The Glass Menagerie

Tennessee Williams
Salisbury Playhouse and Shared Experience
Salisbury Playhouse
(2010)

Publicity photo

Is there a student of social misfits in American Society quite as keen eyed as Tennessee Williams?

Blanche in A Streetcar Named Desire, Brick in Cat on a Hot Tin Roof yet first came the frigid Laura in The Glass Menagerie (1944) now lovingly revived by Polly Teale and Shared Experience in a new production which opened last week at Salisbury Playhouse.

The role of Laura is delicately played by Emma Lowndes whose early career has included, already, awards for her performance in The Seagull at Manchester Royal Exchange.

However, the core of this excellent revival is the performance of Imogen Stubbs as Southern Belle Amanda, the matriarchal figure in what is, after all, a powerful recollection of the playwright's own family and their circumstances.

Stubbs gives us a nicely understated account of the inadequate, self-centred mother protesting concern for her inhibited daughter's future while locked in absorption in her own lost youth.

In fact the southern drawl presents some of us with a little local difficulty in the early moments as narrator Tom, also a central figure in the household, gets the recapitulation underway.

These are, of course, early days in the run and the dialogue, not always the easiest for English enthusiasts any way, is soon flowing smoothly.

In this, arguably the most autobiographic of Williams's work, Tom is the personification of Williams himself - who similarly followed his father, whose figure dominates the stage from a photograph on the sideboard, away from the domestic scene.

Naomi Dawson's design, too, is faithful to Williams and his time.
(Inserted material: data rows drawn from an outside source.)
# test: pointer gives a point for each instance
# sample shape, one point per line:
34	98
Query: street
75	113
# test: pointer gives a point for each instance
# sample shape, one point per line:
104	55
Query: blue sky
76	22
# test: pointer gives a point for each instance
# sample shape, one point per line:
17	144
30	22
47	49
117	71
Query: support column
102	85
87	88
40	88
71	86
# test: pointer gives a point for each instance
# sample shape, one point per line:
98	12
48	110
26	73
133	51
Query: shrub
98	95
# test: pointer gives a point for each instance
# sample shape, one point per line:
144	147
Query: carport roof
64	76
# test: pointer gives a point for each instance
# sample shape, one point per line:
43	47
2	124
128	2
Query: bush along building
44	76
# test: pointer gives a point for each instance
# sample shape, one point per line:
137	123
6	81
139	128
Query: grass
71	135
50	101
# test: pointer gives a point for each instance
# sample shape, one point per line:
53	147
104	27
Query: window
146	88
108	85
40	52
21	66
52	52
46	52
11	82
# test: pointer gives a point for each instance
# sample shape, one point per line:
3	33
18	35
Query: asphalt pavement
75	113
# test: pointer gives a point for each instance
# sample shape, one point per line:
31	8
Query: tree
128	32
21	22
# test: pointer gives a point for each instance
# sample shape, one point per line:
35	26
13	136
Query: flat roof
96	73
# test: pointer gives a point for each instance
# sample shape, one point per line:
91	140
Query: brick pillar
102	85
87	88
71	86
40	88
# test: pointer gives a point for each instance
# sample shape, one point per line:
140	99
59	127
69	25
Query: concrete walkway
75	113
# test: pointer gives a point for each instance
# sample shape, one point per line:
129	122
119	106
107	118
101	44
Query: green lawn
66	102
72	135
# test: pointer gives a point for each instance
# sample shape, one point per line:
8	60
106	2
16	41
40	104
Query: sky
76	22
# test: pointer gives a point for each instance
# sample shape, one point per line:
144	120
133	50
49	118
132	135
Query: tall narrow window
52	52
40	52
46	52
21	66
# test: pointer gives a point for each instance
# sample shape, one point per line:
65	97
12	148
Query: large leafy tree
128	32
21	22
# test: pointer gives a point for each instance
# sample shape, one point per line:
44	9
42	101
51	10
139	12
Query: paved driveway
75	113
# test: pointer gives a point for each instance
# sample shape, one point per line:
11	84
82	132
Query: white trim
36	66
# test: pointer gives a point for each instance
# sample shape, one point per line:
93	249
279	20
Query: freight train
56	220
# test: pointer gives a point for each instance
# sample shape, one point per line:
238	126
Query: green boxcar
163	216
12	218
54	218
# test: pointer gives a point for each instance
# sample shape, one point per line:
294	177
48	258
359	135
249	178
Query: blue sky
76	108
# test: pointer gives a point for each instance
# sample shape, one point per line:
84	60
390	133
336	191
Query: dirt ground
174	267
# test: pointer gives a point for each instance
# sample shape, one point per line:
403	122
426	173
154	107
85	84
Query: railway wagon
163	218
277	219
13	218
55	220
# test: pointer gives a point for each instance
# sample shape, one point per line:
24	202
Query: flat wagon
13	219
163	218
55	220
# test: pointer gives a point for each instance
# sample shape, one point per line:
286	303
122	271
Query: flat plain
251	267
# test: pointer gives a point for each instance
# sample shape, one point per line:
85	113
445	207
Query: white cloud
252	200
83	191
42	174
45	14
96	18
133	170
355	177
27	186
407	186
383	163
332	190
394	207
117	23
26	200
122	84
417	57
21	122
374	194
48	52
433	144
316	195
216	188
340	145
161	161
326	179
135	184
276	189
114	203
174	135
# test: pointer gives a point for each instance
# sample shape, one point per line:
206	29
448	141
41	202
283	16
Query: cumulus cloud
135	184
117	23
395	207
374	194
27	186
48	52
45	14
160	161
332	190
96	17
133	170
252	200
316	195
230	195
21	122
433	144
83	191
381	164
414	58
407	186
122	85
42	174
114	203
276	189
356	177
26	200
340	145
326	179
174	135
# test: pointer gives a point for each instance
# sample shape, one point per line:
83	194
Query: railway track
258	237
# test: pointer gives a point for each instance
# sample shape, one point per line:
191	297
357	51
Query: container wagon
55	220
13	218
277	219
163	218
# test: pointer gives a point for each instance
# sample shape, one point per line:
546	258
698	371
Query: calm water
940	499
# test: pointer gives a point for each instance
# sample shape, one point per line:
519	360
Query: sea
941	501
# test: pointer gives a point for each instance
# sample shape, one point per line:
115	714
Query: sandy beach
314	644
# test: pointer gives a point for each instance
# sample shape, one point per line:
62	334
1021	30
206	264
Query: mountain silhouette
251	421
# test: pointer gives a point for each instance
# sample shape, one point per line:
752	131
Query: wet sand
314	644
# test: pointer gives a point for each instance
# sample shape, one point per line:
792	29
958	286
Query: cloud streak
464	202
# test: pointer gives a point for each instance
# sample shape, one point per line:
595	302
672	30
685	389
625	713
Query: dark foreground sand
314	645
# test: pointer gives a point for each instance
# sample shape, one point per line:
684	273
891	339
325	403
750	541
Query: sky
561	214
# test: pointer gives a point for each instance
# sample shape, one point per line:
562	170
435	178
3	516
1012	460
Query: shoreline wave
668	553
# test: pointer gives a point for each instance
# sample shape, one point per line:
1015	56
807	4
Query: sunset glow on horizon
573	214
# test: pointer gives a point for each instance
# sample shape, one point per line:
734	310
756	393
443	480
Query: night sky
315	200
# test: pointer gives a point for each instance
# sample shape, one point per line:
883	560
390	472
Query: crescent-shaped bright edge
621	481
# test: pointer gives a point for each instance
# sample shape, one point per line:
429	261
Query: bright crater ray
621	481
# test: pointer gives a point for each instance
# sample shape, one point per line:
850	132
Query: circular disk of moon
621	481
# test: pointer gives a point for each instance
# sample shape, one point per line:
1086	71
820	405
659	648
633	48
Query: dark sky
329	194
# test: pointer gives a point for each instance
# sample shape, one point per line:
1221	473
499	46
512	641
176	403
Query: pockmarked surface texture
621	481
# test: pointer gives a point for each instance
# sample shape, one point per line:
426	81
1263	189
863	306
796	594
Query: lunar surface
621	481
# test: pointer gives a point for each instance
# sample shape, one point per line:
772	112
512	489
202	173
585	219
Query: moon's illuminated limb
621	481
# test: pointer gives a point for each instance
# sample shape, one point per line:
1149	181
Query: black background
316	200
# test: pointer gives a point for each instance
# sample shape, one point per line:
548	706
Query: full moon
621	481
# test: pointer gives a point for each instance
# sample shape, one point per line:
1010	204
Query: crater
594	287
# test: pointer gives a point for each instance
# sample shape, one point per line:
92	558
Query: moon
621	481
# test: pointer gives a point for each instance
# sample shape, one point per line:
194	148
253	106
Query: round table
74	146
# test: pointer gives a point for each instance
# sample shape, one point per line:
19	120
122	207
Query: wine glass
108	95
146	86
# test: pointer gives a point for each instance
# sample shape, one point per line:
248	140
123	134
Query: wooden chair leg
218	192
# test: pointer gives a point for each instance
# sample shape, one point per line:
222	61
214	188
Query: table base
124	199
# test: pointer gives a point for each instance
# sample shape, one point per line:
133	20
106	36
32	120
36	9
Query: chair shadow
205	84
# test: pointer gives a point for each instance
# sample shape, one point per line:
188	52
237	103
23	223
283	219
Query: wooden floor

In addition to the clattering staircase of the familiar tenement, there is also the interjection of movie footage, not simply to symbolise Tom's so-called fascination with late picture shows but, more important, to evoke the post-depression thirties which were "the golden age" of cinema.

And if the set is sympathetic without distraction, so too is the music, hauntingly mirroring the visual sense of nostalgia with a nice gesture to the age of the phonograph.

So much, of course, hangs on the teasingly delayed arrival of the "Gentleman Caller" who, in the easy presence of Kyle Soller, brings just enough charm and personality to fascinate his adoring audience before dashing their fragile hopes and expectations.

The production continues at Salisbury Playhouse until Saturday 20th March.